Oznaki uszkodzonej pompy to między innymi trudności w uruchomieniu auta, szarpanie w czasie przyspieszania – urządzenie dostarcza zbyt mało paliwa do układu wtryskowego. Jedynym skutecznym rozwiązaniem jest wymiana lub regeneracja pompy – koszty zależą oczywiście od modelu samochodu. W starszych konstrukcjach nowy element kupimy nawet za kilkadziesiąt złotych, a w nowszych wydatek przekroczy 400-500 złotych.
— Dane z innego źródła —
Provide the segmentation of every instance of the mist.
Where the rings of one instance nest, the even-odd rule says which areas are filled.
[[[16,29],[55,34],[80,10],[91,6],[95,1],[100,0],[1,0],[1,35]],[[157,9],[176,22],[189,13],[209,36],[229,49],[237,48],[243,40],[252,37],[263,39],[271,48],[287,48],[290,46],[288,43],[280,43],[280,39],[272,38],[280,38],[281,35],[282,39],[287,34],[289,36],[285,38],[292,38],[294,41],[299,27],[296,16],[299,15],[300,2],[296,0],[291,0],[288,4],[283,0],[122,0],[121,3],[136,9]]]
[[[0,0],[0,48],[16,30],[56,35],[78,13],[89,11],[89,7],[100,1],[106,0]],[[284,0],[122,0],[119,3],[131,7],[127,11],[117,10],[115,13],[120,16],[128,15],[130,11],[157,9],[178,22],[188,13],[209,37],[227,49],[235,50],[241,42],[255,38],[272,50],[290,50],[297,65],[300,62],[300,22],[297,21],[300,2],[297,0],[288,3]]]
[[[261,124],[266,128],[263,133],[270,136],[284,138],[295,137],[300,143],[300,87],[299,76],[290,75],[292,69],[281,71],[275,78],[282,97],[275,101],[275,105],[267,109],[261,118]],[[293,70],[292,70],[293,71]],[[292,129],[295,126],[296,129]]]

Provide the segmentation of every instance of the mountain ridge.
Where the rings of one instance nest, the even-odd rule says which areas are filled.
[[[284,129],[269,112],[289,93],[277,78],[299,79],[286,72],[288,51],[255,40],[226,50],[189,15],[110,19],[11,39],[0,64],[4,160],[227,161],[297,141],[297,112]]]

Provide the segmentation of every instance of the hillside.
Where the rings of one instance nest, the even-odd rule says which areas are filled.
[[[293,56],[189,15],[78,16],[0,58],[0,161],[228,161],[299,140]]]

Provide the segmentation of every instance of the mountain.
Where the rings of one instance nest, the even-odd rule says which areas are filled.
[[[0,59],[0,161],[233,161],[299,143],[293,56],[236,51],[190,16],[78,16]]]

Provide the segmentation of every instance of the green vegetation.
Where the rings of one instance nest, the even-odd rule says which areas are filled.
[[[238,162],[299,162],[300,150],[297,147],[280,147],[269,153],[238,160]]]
Częstą konsekwencją jazdy na rezerwie jest przymusowy postój na poboczu z powodu braku paliwa. W aucie z silnikiem benzynowym wszystko wraca do normy po dolaniu kilku litrów benzyny.
W przypadku jednostki wysokoprężnej, nawet uzupełnienie poziomu paliwa przeważnie nie da rezultatu - zapowietrzony układ paliwowy uniemożliwi odpalenie auta. Tutaj, zależnie od modelu, konieczna będzie wizyta w serwisie i skorzystanie z urządzenia diagnostycznego w celu odpowietrzenia układu. Niektóre modele wyposażone są w ręczną pompkę. W żadnym wypadku nie powinniśmy próbować uruchomić silnika metodą na pych. Nagły koniec paliwa w silniku turbodoładowanym doprowadzi do gwałtownego wzrostu temperatury spalin, co może zniszczyć elementy robocze turbosprężarki i wygenerować koszty regeneracji przekraczające 1000 złotych.